After Nokia blamed 5G problems partly on one vendor thought to be Intel it publicly identified Broadcom and Marvell as chip suppliers. None of these three players, of course, is Chinese.
In its last annual report, Ericsson acknowledged there were few suppliers it could turn to for application-specific integrated circuits (ASICs) and field programmable gate arrays (FPGAs), important types of chip. But the chip designers and contract manufacturers are either American or heavily reliant on US technology.
The world’s two biggest FPGA suppliers, for instance, are Intel and Xilinx, according to Linley Gwennap, a principal analyst at The Linley Group.
Banning Ericsson and Huawei
China’s other option would be to ban Ericsson and Nokia from supplying Chinese operators, just as some other countries are banning Huawei and ZTE. The trouble is that China never allowed the Nordic firms much of a role in the first place.

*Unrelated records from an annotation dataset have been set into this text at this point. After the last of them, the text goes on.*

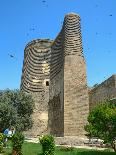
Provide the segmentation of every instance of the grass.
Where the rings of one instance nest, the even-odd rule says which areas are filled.
[[[12,155],[12,148],[6,148],[4,155]],[[22,149],[23,155],[42,155],[40,144],[28,143],[23,144]],[[65,150],[62,147],[56,147],[55,155],[116,155],[115,152],[110,152],[110,150],[96,151],[87,149],[71,149]]]

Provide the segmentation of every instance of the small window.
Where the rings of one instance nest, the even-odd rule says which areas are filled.
[[[49,81],[46,81],[46,86],[49,86]]]

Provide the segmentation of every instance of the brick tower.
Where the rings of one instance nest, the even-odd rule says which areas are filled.
[[[51,47],[49,132],[56,136],[84,136],[89,112],[86,64],[80,17],[65,16]]]

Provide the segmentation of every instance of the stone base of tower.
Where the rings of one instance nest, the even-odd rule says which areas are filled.
[[[37,137],[48,133],[48,105],[47,101],[43,102],[45,97],[43,93],[44,92],[32,93],[32,97],[35,101],[35,108],[32,114],[33,127],[24,132],[26,137]]]

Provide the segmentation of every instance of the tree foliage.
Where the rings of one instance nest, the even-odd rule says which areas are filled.
[[[104,143],[113,143],[116,137],[116,106],[110,102],[97,105],[88,116],[85,130],[89,137],[98,137]]]
[[[32,97],[19,90],[5,90],[0,93],[0,128],[15,126],[23,131],[32,127]]]

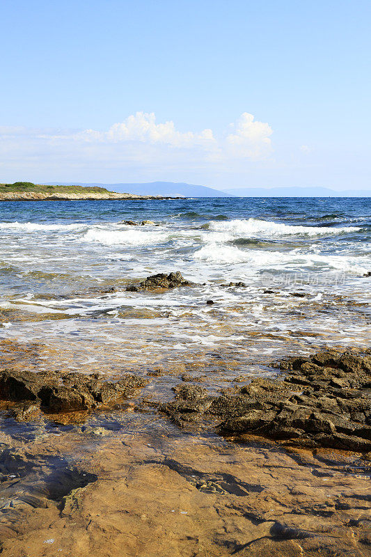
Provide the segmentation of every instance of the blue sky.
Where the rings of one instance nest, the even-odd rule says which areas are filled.
[[[370,184],[371,3],[0,3],[0,181]]]

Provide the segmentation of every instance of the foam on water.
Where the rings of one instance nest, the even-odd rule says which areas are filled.
[[[229,354],[239,359],[241,373],[248,354],[273,358],[289,345],[297,350],[342,339],[364,344],[370,278],[363,275],[371,270],[367,203],[0,205],[1,335],[54,343],[58,354],[70,353],[68,365],[76,369],[97,361],[109,372],[116,358],[118,372],[133,362],[143,368],[162,361],[171,369],[177,359],[182,365],[194,355],[198,363],[205,354],[209,365],[214,354]],[[335,214],[336,226],[310,226]],[[124,219],[158,226],[129,226]],[[197,285],[126,292],[150,274],[177,270]],[[239,281],[246,288],[226,287]],[[299,291],[303,297],[292,295]],[[209,299],[214,304],[207,305]]]
[[[90,228],[82,237],[83,242],[94,242],[104,246],[145,246],[161,244],[169,239],[164,232],[136,230],[130,227],[127,230]]]
[[[239,219],[226,221],[212,221],[209,225],[210,230],[216,232],[229,233],[232,236],[258,235],[260,237],[286,236],[300,235],[306,236],[317,236],[328,234],[341,234],[343,233],[357,232],[360,230],[356,226],[343,226],[338,228],[327,226],[297,226],[271,222],[271,221],[258,220],[256,219]]]
[[[83,230],[86,224],[41,224],[34,222],[0,222],[0,230],[19,232],[69,232]]]

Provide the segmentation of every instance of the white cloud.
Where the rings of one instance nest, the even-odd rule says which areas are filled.
[[[179,148],[196,146],[211,148],[216,143],[212,130],[204,130],[199,134],[178,132],[171,120],[157,124],[153,112],[136,112],[136,114],[128,116],[124,122],[113,124],[108,132],[86,130],[78,134],[77,139],[104,143],[139,141],[150,145],[164,144]]]
[[[244,112],[230,127],[234,133],[227,136],[226,141],[234,156],[257,159],[269,152],[273,130],[269,124],[255,120],[252,114]]]
[[[145,112],[106,131],[0,127],[0,169],[3,181],[21,174],[31,180],[36,173],[58,180],[86,175],[91,181],[97,171],[141,179],[228,172],[237,164],[246,170],[252,161],[267,158],[271,133],[269,124],[248,113],[219,135],[210,129],[180,131],[174,122],[157,123],[153,113]]]

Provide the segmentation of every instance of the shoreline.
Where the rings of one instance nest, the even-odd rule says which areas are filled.
[[[343,367],[359,363],[346,357]],[[329,363],[323,353],[316,358],[314,365]],[[292,359],[291,368],[302,366],[303,359]],[[131,383],[121,402],[58,413],[63,398],[76,402],[81,384],[81,393],[88,389],[97,400],[104,392],[109,398],[115,384],[101,383],[97,389],[96,378],[90,383],[90,376],[72,372],[66,375],[67,389],[50,375],[36,374],[33,382],[32,372],[23,373],[30,394],[37,395],[44,384],[43,399],[56,413],[40,412],[34,400],[29,409],[19,401],[1,405],[4,556],[20,557],[25,548],[28,557],[47,557],[51,549],[76,557],[102,551],[107,557],[369,554],[370,453],[321,444],[300,447],[256,431],[231,436],[210,423],[200,429],[191,416],[204,404],[201,388],[184,379],[180,391],[173,389],[175,402],[166,406],[178,405],[187,427],[161,412],[164,408],[143,406],[136,395],[128,400]],[[0,392],[5,384],[14,395],[6,377],[11,375],[3,375]],[[298,379],[300,384],[301,375]],[[250,385],[255,389],[266,382],[258,383]],[[104,385],[109,391],[102,391]],[[186,396],[195,389],[201,394],[196,402]],[[252,395],[244,394],[248,404]],[[230,393],[230,400],[238,396]],[[225,399],[219,399],[219,406]],[[16,418],[8,430],[7,413]],[[318,418],[312,422],[315,429],[322,427]]]
[[[122,201],[125,200],[129,201],[147,201],[147,200],[159,200],[163,201],[166,199],[186,199],[184,197],[171,197],[168,196],[136,196],[131,194],[112,194],[111,195],[104,194],[61,194],[58,195],[56,194],[41,194],[38,192],[25,192],[23,194],[1,194],[0,193],[0,202],[1,201]]]

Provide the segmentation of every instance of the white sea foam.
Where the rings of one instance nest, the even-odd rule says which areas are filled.
[[[229,233],[234,237],[251,236],[286,236],[305,235],[317,236],[327,234],[340,234],[345,232],[357,232],[360,228],[355,226],[333,228],[327,226],[294,226],[271,221],[260,221],[256,219],[247,220],[235,219],[228,221],[210,222],[209,230],[215,232]]]
[[[86,224],[40,224],[34,222],[0,222],[1,230],[25,230],[26,232],[50,232],[53,230],[77,230],[86,228]]]
[[[145,246],[151,244],[161,244],[169,238],[169,235],[164,232],[153,230],[99,230],[90,228],[83,236],[83,242],[94,242],[104,246],[123,244],[126,246]]]
[[[204,246],[194,253],[194,258],[216,264],[247,263],[254,269],[311,267],[318,270],[329,269],[362,273],[366,272],[369,267],[366,258],[303,253],[297,249],[285,253],[258,249],[242,250],[217,243]]]

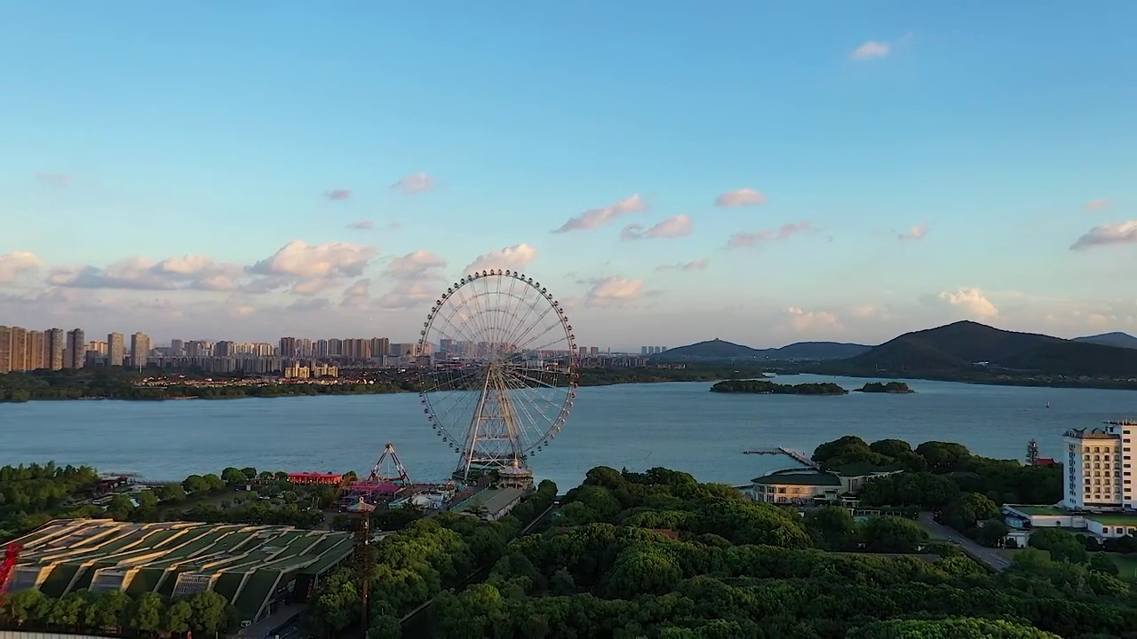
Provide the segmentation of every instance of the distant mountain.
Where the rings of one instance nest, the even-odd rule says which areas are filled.
[[[1002,331],[976,322],[905,333],[868,352],[833,363],[861,374],[1018,372],[1044,375],[1137,375],[1137,349]]]
[[[750,348],[720,339],[671,348],[652,356],[654,362],[752,359],[767,362],[825,362],[845,359],[870,346],[841,342],[796,342],[781,348]]]
[[[1121,333],[1121,332],[1102,333],[1101,335],[1088,335],[1085,338],[1074,338],[1071,341],[1099,343],[1102,346],[1115,346],[1118,348],[1137,348],[1137,338],[1130,335],[1129,333]]]

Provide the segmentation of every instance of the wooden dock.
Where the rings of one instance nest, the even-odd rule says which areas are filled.
[[[802,453],[799,450],[794,450],[792,448],[786,448],[783,446],[779,446],[778,448],[757,448],[757,449],[744,450],[742,455],[786,455],[787,457],[792,458],[795,462],[802,464],[803,466],[808,466],[811,468],[818,467],[818,464],[813,459],[811,459],[810,456],[806,455],[805,453]]]

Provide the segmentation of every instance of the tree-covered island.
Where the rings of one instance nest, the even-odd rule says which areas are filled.
[[[853,392],[889,392],[893,395],[911,395],[915,392],[908,388],[908,384],[904,382],[869,382],[858,389],[853,389]]]
[[[766,380],[723,380],[711,392],[748,392],[754,395],[846,395],[847,390],[832,382],[775,384]]]

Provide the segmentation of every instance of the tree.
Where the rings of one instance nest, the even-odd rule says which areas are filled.
[[[976,528],[976,524],[997,517],[998,506],[978,492],[964,492],[944,508],[944,523],[960,531]]]
[[[213,590],[191,595],[186,603],[193,611],[190,626],[201,632],[221,632],[233,621],[230,615],[229,600]]]
[[[209,492],[209,482],[201,475],[190,475],[182,480],[182,488],[185,489],[185,492],[201,495]]]
[[[231,466],[221,472],[221,480],[230,487],[236,487],[243,486],[244,482],[249,481],[249,478],[243,472]]]
[[[143,592],[131,605],[127,625],[142,632],[156,633],[161,630],[166,603],[157,592]]]
[[[165,630],[169,632],[189,632],[193,621],[193,608],[185,599],[174,601],[166,612]]]
[[[1030,533],[1030,547],[1046,550],[1055,562],[1086,563],[1086,547],[1073,533],[1056,528],[1039,528]]]
[[[158,489],[158,499],[168,504],[177,504],[185,500],[185,487],[183,483],[167,483]]]
[[[806,513],[805,529],[820,548],[828,550],[845,550],[857,541],[856,520],[848,508],[840,506],[822,506]]]

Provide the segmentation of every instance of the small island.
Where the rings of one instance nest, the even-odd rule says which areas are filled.
[[[890,392],[894,395],[908,395],[915,392],[908,388],[908,384],[904,382],[869,382],[858,389],[854,389],[855,392]]]
[[[847,390],[832,382],[804,384],[775,384],[766,380],[724,380],[711,392],[749,392],[756,395],[846,395]]]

While Huawei derives nearly a quarter of its revenues from Europe, the Middle East and Africa, and is Europe’s biggest mobile infrastructure supplier, Ericsson made just 7% of last year’s revenues in China, and for Nokia the figure was only 8%.
When China recently handed out 5G contracts, about 90% of the business went to Huawei and ZTE. Nokia even gave up on 5G radio in China when it missed out entirely in that area.
Banning Ericsson and Huawei would also make Chinese operators reliant on Huawei and ZTE. The same could be said about European dependence on Ericsson and Nokia if regulators exclude Chinese vendors. But the Nordic firms are not about to lose their competitive edge because of US sanctions.
Despite those considerations, Richard Windsor, an analyst with Radio Free Mobile, thinks a ban on serving Chinese operators “is by far the most likely retaliatory action.” That would be a blow to Ericsson, which has worked hard to secure a presence in China’s 5G radio market. But even Ericsson’s exposure “is not large enough to trigger a very serious problem,” says Windsor in a blog.
There are manifold ways that China could hurt the West. Currency manipulation, cutbacks to the purchase of US agricultural products and new tariffs on imports of German cars are just three of the options for China’s government. But in the telecom sector, China is not the huge danger it might like to make out.